HB22-1186, sponsored by JBC Chair Julie McCluskie and JBC Member Leslie Herod, will buy down the Budget Stabilization Factor by $68 million and provide an additional $91 million to districts to support all of Colorado’s students/to help all of Colorado’s students flourish, no matter where their classroom is located. By holding total program funding steady amidst an increase in property tax revenues and an enrollment decline, the legislature will reduce the Budget Stabilization Factor. As the legislature moves to improve how at-risk students are counted, the bill would significantly increase funding to districts with higher numbers of at-risk students.

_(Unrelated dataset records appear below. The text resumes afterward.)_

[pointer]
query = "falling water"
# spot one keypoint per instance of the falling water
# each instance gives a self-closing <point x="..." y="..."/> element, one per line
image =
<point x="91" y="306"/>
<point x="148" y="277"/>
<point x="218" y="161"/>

“From the classroom to the workforce, we’re taking significant steps towards building a more equitable Colorado,” said Rep. Leslie Herod. D-Denver. “We’re focused on preparing our students for success by providing additional funding for school districts to serve at-risk students. We’re also making efforts to ensure state employees, regardless of race or socioeconomic class, are paid equally. These are concrete steps to close equity gaps and move Colorado forward.”
In an effort to achieve pay parity, HB22-1196, sponsored by Representative Herod and Majority Leader Esgar, directs the equity diversity and inclusion task force to conduct a study to assess the pay inequities specific to gender, race and other protected classes in state departments. The task forces will also provide recommendations on how to alleviate these pay gaps as well as provide a detailed summary of their findings to the general assembly and the governor and the executive director of Colorado workers for innovative and new solutions (WINS).
“Today, we’re making big steps towards equal pay for equal work,” said Majority Leader Daneya Esgar D-Pueblo. “This study will shine a light on the pay inequities we already know exist and give us recommendations for alleviating those pay gaps at the state level. We’re serious about making Colorado a better place for everyone and that includes closing the wage gap for women, people of color and other underrepresented, underpaid state employees.”